Yargıtay Kararı 13. Hukuk Dairesi 2014/31073 E. 2014/28798 K. 25.09.2014 T.

YARGITAY KARARI
DAİRE : 13. Hukuk Dairesi
ESAS NO : 2014/31073
KARAR NO : 2014/28798
KARAR TARİHİ : 25.09.2014

MAHKEMESİ : KDZ.Ereğli 2. Asliye Hukuk Mahkemesi (Tüketici Mahkemesi sıfatıyla)
TARİHİ : 17/04/2014
NUMARASI : 2013/185-2014/148

Taraflar arasındaki alacak davasının yapılan yargılaması sonunda ilamda yazılı nedenlerden dolayı davanın kısmen kabulüne kısmen reddine yönelik olarak verilen hükmün süresi içinde davacı avukatınca temyiz edilmesi üzerine dosya incelendi gereği konuşulup düşünüldü.
KARAR
Davacı, davalı bankadan 6.5.2008 tarihli konut kredisi sözleşmesi ile 25.000 TL kredi kullandığını, 3.4.2009 tarihinde de yeniden yapılandırma adı altında 8.358,81 TL kredi kullandığı ve tamamını ödediğini,bu kredileri kullanırken 1.375 TL dosya masrafı,1.560 TL ihbar masrafı yine diğer kredi için 1.560 TL ihbar masrafı olmak üzere toplam 4.495 TL nin haksız olarak alındığını ileri sürerek bu paraların yasal faizi ile tahsiline karar verilmesini talep etmiştir.
Davalı davanın reddini dilemiştir.
Mahkemece, davanın kısmen kabulü ile 1.375 TL nin dava tarihinden itibaren yasal faizi ile tahsiline kara verilmiş, hüküm davacı tarafından temyiz edilmiştir.
Davacı, kredi kullanımı ve sürecinde kendisinden alınan 4.495 TL nin iadesi için eldeki davayı açmıştır.Hükme esas alınan bilirkişi raporunda, 500 TL nin sigorta gideri olarak alındığından geri istenemeyeceği, 1.375 TL nin ispatlanamayan dosya masrafı niteliğinde olduğu, belirtilmiş, ancak davacının bir kısım kredi taksitlerini gecikerek ödemesi nedeniyle davacıya gönderilen ihtar masrafı olarak 3.120 TL nin alınmasının uygun olduğu bildirilmiş, mahkemece, bu rapor esas alınarak hüküm kurulmuştur.4077 Sayılı Tüketicinin Korunması Hakkında Kanun’un 4822 Sayılı Kanunla değişik 6. maddesi ile sözleşmelerdeki haksız şart düzenlenmiş ve “Satıcı ve sağlayıcının tüketiciyle müzakere etmeden, tek taraflı olarak sözleşmeye koyduğu, tarafların sözleşmeden doğan hak ve yükümlülüklerinde iyi niyet kuralına aykırı düşecek biçimde tüketici aleyhine dengesizliğe neden olan sözleşme koşulları haksız şarttır.

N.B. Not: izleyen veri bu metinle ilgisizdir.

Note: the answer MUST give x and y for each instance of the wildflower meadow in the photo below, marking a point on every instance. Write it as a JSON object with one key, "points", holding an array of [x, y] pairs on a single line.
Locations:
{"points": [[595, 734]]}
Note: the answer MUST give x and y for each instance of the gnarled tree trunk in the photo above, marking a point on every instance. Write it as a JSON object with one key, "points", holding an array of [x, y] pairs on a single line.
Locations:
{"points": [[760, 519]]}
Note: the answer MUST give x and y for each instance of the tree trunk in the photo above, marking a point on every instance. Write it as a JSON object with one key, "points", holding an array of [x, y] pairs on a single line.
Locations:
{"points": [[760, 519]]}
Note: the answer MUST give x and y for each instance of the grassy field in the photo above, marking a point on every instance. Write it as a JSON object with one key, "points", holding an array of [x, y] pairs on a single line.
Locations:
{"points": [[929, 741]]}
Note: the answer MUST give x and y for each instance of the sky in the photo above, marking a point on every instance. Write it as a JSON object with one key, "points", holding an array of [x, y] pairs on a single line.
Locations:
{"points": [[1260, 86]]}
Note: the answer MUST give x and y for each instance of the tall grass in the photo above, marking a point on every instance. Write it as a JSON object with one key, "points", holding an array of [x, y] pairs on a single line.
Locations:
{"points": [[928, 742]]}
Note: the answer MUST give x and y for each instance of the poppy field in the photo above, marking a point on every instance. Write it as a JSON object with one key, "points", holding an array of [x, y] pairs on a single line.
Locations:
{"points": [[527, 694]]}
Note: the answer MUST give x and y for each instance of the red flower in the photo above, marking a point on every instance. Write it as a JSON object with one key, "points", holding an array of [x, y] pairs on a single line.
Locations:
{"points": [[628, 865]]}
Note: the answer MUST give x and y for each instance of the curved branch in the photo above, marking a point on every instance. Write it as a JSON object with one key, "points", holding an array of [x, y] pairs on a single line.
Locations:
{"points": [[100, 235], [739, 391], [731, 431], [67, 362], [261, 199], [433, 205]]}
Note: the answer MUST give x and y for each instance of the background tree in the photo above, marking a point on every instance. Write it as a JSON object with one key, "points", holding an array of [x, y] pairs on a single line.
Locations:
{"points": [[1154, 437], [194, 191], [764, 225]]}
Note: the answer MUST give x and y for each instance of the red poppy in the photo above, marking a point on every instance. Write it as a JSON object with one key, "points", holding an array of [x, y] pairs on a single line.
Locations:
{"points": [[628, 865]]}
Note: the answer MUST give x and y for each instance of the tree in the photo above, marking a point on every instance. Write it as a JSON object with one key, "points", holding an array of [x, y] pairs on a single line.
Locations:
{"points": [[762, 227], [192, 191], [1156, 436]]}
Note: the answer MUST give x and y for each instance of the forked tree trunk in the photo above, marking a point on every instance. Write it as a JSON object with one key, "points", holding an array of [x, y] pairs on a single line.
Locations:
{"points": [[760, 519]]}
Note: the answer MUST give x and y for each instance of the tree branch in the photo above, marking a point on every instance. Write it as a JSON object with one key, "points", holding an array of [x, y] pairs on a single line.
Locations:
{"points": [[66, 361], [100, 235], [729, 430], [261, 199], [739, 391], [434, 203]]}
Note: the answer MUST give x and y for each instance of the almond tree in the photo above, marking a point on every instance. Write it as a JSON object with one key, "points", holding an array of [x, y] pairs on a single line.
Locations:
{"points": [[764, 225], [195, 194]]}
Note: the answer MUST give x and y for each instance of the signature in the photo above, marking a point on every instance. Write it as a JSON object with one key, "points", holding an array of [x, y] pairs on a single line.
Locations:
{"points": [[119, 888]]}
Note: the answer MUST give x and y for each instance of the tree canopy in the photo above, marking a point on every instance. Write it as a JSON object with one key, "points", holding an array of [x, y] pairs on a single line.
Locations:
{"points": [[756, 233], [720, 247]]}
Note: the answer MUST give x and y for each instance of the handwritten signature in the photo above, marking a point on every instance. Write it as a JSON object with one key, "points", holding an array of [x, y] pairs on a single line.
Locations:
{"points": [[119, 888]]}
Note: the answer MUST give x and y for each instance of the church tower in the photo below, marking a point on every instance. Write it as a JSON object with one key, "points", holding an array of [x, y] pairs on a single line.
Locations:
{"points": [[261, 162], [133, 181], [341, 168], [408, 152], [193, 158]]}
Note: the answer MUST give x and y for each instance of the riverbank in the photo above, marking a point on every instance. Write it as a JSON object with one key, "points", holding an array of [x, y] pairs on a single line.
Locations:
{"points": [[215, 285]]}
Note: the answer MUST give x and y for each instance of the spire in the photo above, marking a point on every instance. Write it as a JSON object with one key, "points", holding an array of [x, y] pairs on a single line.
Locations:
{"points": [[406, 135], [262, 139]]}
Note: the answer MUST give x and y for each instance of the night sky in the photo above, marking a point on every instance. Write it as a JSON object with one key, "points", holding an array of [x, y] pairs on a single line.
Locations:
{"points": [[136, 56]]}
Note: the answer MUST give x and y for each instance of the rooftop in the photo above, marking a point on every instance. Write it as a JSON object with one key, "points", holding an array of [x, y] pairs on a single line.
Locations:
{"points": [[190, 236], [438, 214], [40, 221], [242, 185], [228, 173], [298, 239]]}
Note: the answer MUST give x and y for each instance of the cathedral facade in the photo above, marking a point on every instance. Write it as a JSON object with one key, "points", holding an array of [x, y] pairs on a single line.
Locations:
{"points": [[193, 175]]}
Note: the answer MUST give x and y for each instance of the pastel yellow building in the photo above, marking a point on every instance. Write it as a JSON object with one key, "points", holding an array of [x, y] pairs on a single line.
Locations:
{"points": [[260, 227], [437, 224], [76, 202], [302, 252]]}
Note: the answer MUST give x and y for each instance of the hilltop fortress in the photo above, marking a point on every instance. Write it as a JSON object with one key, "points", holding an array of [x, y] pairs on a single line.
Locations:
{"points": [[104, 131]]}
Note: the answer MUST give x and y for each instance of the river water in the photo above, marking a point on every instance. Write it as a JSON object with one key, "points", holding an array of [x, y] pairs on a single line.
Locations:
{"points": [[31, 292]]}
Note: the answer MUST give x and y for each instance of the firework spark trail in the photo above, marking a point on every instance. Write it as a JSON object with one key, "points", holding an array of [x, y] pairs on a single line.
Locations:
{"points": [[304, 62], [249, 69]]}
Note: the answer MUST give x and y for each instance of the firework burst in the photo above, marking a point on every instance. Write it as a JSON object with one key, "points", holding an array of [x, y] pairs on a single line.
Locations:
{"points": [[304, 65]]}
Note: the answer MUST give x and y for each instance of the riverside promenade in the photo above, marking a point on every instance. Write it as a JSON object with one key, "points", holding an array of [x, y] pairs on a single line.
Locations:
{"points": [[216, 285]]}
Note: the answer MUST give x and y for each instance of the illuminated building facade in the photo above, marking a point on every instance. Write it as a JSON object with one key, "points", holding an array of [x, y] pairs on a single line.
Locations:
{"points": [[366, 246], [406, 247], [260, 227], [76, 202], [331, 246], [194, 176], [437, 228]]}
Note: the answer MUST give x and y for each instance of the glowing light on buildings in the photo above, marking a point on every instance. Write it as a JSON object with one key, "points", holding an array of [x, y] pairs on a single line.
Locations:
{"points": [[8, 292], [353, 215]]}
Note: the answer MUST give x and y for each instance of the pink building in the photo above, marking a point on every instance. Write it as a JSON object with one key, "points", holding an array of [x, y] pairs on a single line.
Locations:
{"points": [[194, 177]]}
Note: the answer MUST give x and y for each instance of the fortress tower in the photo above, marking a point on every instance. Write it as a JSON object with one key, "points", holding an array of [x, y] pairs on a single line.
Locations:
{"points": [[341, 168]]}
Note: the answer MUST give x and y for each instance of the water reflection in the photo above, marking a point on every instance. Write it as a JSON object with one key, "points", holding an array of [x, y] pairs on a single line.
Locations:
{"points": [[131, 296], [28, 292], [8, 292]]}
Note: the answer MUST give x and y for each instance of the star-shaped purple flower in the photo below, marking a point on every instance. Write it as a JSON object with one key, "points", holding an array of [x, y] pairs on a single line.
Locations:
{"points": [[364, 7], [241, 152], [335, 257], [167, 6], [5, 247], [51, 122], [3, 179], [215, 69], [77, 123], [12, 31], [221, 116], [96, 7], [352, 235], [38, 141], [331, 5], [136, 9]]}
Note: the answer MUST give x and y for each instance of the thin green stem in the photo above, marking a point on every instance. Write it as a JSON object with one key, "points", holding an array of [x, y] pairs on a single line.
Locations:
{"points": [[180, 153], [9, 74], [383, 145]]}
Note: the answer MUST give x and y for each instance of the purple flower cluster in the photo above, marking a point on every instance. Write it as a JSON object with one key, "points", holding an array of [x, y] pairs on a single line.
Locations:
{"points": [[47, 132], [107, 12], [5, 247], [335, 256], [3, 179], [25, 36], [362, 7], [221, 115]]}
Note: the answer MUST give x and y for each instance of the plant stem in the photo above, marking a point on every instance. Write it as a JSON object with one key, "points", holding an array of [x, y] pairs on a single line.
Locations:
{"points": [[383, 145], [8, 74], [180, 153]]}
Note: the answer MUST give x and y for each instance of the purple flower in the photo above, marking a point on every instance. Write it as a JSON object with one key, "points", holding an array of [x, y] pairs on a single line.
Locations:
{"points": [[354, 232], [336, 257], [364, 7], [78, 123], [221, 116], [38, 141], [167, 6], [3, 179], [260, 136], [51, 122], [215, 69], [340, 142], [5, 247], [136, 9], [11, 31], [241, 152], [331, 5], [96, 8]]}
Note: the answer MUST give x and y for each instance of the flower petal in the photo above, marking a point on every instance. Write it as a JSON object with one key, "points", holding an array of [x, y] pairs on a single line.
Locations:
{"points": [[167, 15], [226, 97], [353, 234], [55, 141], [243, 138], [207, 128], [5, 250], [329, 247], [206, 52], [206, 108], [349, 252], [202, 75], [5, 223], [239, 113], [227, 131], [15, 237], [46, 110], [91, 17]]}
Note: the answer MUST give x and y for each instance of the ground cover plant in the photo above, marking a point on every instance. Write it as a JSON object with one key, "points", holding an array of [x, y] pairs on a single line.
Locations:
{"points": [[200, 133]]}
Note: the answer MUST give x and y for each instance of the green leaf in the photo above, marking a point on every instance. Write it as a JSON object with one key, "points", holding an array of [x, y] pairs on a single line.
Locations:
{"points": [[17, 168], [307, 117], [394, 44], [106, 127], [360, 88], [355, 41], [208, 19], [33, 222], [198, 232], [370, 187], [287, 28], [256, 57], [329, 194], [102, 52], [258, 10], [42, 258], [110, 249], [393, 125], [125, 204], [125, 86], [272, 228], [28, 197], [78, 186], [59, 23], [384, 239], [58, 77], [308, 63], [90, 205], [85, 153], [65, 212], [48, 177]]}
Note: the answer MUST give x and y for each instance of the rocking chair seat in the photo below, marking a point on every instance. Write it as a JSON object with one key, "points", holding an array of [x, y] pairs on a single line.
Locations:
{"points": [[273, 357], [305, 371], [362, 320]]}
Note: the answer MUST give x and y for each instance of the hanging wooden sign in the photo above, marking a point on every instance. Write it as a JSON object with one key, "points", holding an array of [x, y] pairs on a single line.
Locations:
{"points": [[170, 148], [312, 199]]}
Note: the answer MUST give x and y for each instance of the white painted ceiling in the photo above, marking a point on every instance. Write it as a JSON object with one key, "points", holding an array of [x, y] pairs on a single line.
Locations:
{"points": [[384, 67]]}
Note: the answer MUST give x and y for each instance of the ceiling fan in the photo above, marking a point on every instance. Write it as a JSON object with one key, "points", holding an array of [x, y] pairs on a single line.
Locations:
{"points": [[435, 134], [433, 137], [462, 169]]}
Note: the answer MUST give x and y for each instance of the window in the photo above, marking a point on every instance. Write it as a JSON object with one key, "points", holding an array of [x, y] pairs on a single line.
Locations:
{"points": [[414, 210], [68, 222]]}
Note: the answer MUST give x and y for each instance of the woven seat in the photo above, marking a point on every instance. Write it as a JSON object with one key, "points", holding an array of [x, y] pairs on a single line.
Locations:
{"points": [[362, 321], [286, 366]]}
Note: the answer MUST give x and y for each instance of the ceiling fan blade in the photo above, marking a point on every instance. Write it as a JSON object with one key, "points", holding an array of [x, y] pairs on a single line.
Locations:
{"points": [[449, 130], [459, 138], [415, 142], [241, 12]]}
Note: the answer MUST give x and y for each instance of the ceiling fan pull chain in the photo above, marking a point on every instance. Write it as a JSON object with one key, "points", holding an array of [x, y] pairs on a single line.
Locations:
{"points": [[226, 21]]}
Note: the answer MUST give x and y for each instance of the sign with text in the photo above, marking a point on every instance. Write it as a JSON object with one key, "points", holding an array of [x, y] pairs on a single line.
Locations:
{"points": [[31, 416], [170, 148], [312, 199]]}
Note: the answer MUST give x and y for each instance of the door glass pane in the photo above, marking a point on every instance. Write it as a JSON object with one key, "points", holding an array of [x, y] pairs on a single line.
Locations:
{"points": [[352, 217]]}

Taraflardan birini tüketicinin oluşturduğu her türlü sözleşmede yer alan haksız şartlar tüketici için bağlayıcı, değildir. Eğer bir sözleşme şartı önceden hazırlanmışsa ve özellikle standart sözleşmede yer alması nedeniyle tüketici içeriğine etki edememişse, o sözleşme şartının tüketiciyle müzakere edilmediği kabul edilir. Sözleşmenin bütün olarak değerlendirilmesinden, standart sözleşme olduğu sonucuna varılırsa, bu sözleşmedeki bir şartın belirli unsurlarının veya münferit bir hükmünün müzakere edilmiş olması, sözleşmenin kalan kısmına bu maddenin uygulanmasını engellemez. Bir satıcı veya sağlayıcı, bir standart şartın münferiden tartışıldığını ileri sürüyorsa, bunu ispat yükü ona aittir. 6/A, 6/B, 6/C, 7, 9, 9/A, 10, 10/A ve 11/A maddelerinde yazılı olarak düzenlenmesi öngörülen tüketici sözleşmeleri en az oniki punto ve koyu siyah harflerle düzenlenir … ” hükmü, yine 4077 Sayılı Kanunun değişik 6 ve 31 maddelerine dayanılarak hazırlanan Tüketici Sözleşmelerindeki Haksız Şartlar Hakkında Yönetmeliğin 7. maddesinde “satıcı, sağlayıcı veya kredi veren tarafından tüketici ile akdedilen sözleşmede kullanılan haksız şartlar batıldır” hükmü getirilmiştir.
Davacının bir kısım taksitleri ödememesi nedeniyle davalı bankanın muhtelif kereler ödeme ve muacceliyet ihbarında bulunması nedeniyle yapılan ihbar masraflarının da reddine karar verilmitir.Davalı bankanın ihbarname göndererek gerekli uyarılarda bulunması sözleşme ve yasaya uygun ise de bunun için sözleşmede bir miktar ve oran konulmadığı da gözetildiğinde, bu maksatla gönderilen ihbar ve ihtarnameler için bildirilen 3.120 TL masrafın bu hakkın kullanılması için makul ve gerçek bir masraf olup olmadığı,makul değil ise ne kadar olabileceği konusunda bilirkişi raporunda bir değerlendirme yapılmamış,mahkemece de bu konuda bir inceleme yapılmamıştır.Mahkemece,davacının bu yöne ilişkin itirazları incelenerek,bilirkişiden ek rapor alınıp sonucuna göre karar verilmesi gerekirken yazılı şekilde eksik inceleme ile kara verilmesi usul ve yasaya aykırı olup bozmayı gerektirir.
SONUÇ: Yukarıda açıklanan nedenlerle kararın davacı yararına BOZULMASINA, peşin alınan harcın istek halinde iadesine, HUMK’nun 440/III-2 maddesi uyarınca karar düzeltme yolu kapalı olmak üzere, 25.09.2014 gününde oybirliğiyle karar verildi.